La chienne s’arrêta, s’assit sur ses pattes arrière pour attendre sa maîtresse devant la porte d’entrée de la maison.
— Tu approuves ? Bon, je vais lui envoyer un texto. Line pianota l’invitation sur son Smartphone et le rangea dans sa poche.
À peine, avait-elle franchi le pas de la porte que le bip de la réponse résonna.
— Il n’a pas tardé, dit Line en lisant la réponse d’Yves.
« À quelle heure ? »
« 20 heures ? »
« OK ».
— Il faut faire vite maintenant…
Elle monta rapidement à l’étage et se sépara de sa combinaison de travail. Après une douche rapide, elle passa dans sa chambre.
— Il faut faire un effort, si je veux avoir des infos, murmura Line en choisissant une robe aux couleurs printanières. Puis, elle retourna dans la salle de bains pour effectuer un léger maquillage suivi d’un coup de brosse dans sa chevelure auburn qu’elle laissa retomber en cascade sur ses épaules. Elle secoua la tête afin que ses cheveux se mettent bien en place.
La table était à peine dressée que la voiture d’Yves se gara dans la cour. Line enleva rapidement le tablier qui protégeait sa robe pour aller accueillir son invité.

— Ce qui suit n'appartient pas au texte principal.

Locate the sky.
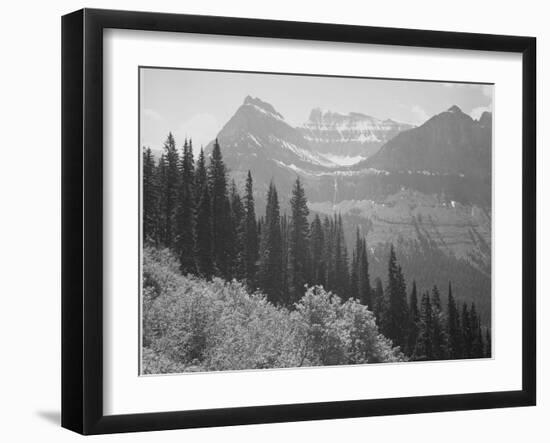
[140,68,493,151]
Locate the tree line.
[142,133,491,360]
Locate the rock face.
[206,97,492,322]
[299,108,412,166]
[364,106,492,178]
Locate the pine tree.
[208,139,232,280]
[229,181,245,280]
[386,244,409,348]
[287,178,309,304]
[333,214,349,300]
[447,282,462,359]
[470,303,483,358]
[309,214,325,286]
[357,238,373,311]
[142,148,159,246]
[323,216,334,291]
[414,292,433,360]
[461,303,473,358]
[373,277,386,320]
[259,182,283,305]
[406,280,420,356]
[432,285,447,360]
[244,171,259,290]
[174,140,197,274]
[280,213,291,305]
[195,148,214,279]
[160,132,180,248]
[485,328,493,358]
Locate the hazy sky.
[140,68,493,154]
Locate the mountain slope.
[299,108,412,166]
[364,106,492,180]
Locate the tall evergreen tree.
[287,178,309,304]
[244,171,259,290]
[323,216,334,291]
[485,328,493,358]
[406,280,420,356]
[432,285,447,360]
[461,303,473,358]
[160,132,180,248]
[174,140,197,274]
[349,226,362,299]
[373,277,386,320]
[414,292,434,360]
[142,148,160,245]
[333,214,349,300]
[259,182,284,304]
[357,238,373,311]
[280,213,292,305]
[195,148,214,279]
[470,303,483,358]
[208,139,232,280]
[309,214,326,286]
[386,244,409,348]
[447,282,462,359]
[229,181,245,280]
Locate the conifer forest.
[141,133,491,374]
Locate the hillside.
[142,248,405,374]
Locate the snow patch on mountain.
[269,135,338,168]
[323,154,366,166]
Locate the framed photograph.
[62,9,536,434]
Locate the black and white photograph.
[139,67,493,375]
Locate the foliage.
[143,247,404,374]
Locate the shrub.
[142,248,403,374]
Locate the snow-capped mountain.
[362,105,492,179]
[298,108,413,166]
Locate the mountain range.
[206,96,492,321]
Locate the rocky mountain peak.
[243,95,284,120]
[447,105,463,114]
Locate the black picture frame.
[61,9,536,434]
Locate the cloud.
[174,113,221,154]
[142,108,162,122]
[481,85,493,100]
[470,105,493,120]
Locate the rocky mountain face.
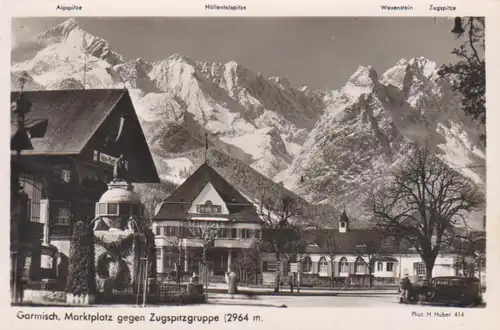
[11,19,485,228]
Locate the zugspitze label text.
[56,5,82,11]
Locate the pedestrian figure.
[175,264,181,284]
[401,274,412,303]
[227,271,238,299]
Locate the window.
[108,203,118,214]
[52,202,71,226]
[196,201,222,214]
[240,229,251,239]
[61,170,71,183]
[163,255,176,270]
[130,204,142,216]
[26,198,31,221]
[220,228,229,238]
[97,203,108,215]
[340,258,349,273]
[319,257,328,273]
[354,257,366,274]
[413,262,427,276]
[163,226,179,236]
[301,256,312,273]
[262,261,276,272]
[118,203,130,216]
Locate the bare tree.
[370,146,484,280]
[258,195,308,292]
[236,241,262,285]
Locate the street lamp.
[10,73,33,301]
[451,17,465,37]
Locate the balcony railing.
[49,226,71,239]
[19,222,44,242]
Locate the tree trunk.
[422,257,436,283]
[330,255,335,288]
[274,254,281,293]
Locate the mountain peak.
[37,18,81,45]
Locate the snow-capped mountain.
[11,19,485,228]
[277,58,486,222]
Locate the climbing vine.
[66,221,96,296]
[94,234,138,288]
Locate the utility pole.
[83,54,87,89]
[141,256,149,307]
[10,73,33,302]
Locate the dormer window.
[61,170,71,183]
[196,201,222,214]
[108,203,118,215]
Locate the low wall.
[262,272,399,288]
[23,289,66,304]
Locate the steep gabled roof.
[10,89,129,155]
[154,163,258,222]
[305,229,418,255]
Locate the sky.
[12,17,460,89]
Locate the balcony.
[19,222,44,242]
[214,238,255,249]
[49,226,71,239]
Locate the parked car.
[418,276,482,307]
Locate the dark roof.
[10,89,129,154]
[304,229,485,257]
[304,229,414,255]
[340,209,349,223]
[154,163,259,222]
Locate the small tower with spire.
[339,207,349,233]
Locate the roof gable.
[154,163,260,222]
[188,182,229,214]
[10,89,128,155]
[165,163,253,205]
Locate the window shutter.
[311,262,319,274]
[333,261,340,277]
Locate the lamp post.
[10,73,33,301]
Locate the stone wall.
[23,289,66,304]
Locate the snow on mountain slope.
[11,19,485,227]
[277,58,485,226]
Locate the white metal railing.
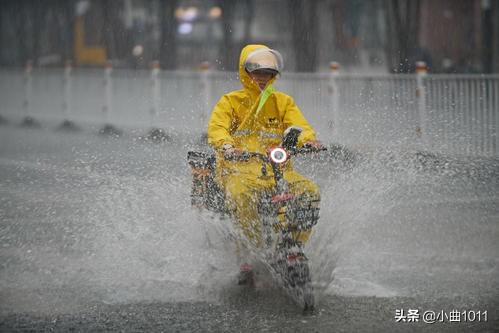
[0,67,499,156]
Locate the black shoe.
[237,264,255,286]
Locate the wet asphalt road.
[0,126,499,332]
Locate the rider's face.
[249,70,274,90]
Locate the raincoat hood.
[239,44,277,96]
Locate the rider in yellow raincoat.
[208,45,322,252]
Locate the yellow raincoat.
[208,45,319,245]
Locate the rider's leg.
[224,174,271,247]
[284,170,320,244]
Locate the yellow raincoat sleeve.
[208,95,234,149]
[283,96,317,146]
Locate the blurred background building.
[0,0,499,73]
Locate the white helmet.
[244,48,283,74]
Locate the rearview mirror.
[282,126,303,150]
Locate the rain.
[0,0,499,332]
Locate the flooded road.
[0,125,499,332]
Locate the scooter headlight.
[270,147,288,164]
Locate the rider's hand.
[222,144,243,159]
[303,140,326,150]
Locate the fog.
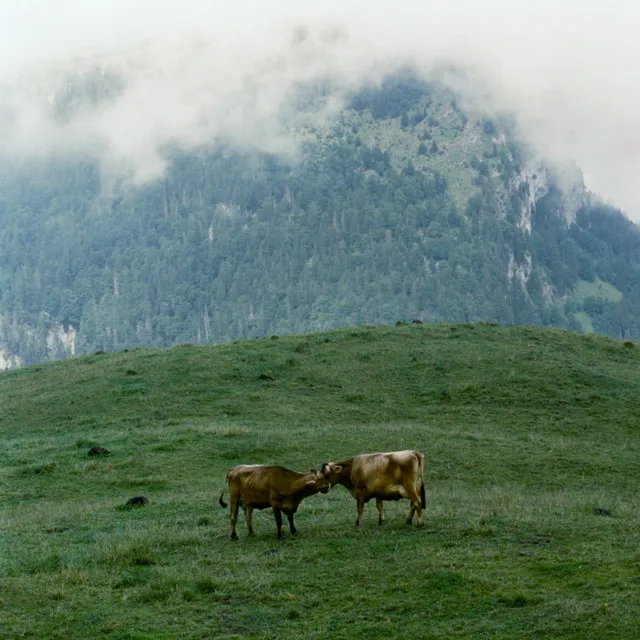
[0,0,640,220]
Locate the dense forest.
[0,72,640,364]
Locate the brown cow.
[322,451,427,527]
[220,464,331,540]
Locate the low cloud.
[0,0,640,219]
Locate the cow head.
[322,462,342,487]
[307,469,331,493]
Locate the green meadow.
[0,323,640,640]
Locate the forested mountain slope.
[0,74,640,367]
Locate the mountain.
[0,72,640,368]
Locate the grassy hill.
[0,323,640,640]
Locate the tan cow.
[220,464,331,540]
[322,450,427,527]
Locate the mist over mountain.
[0,0,640,368]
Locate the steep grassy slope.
[0,324,640,639]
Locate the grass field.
[0,324,640,640]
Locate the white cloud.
[0,0,640,219]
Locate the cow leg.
[287,511,298,533]
[273,507,282,538]
[231,496,240,540]
[356,493,364,527]
[245,507,253,536]
[407,490,422,527]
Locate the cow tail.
[419,453,427,509]
[218,473,229,509]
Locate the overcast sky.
[0,0,640,220]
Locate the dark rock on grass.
[87,447,111,456]
[127,496,149,507]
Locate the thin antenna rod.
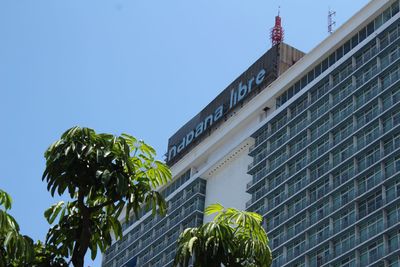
[328,8,336,34]
[271,6,284,46]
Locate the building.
[103,0,400,267]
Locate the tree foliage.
[0,189,34,267]
[42,127,171,267]
[174,204,272,267]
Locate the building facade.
[103,0,400,267]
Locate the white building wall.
[204,142,252,222]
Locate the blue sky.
[0,0,368,266]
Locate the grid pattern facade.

Le gendarme avait troqué son uniforme contre un jean moulant et une chemise blanche ouverte sur une toison de moins en moins noire. À cinquante-quatre ans et un léger embonpoint, il avait toujours gardé le petit sourire d’adolescent que Line avait aimé en son temps. Malgré ses cheveux courts, on distinguait une calvitie naissante. Des années de « contact humain » avec les manifestants de tous poils avaient buriné ce visage et laissé quelques traces : notamment une cicatrice sur la joue droite et un nez cassé, résultat de la réception d’un pavé « amoureusement » envoyé par un contestataire écologiste.
— C’est gentil de m’inviter, lâcha Yves en embrassant Line.
— Je me disais que dans ton casernement les soirées devaient être un peu tristes.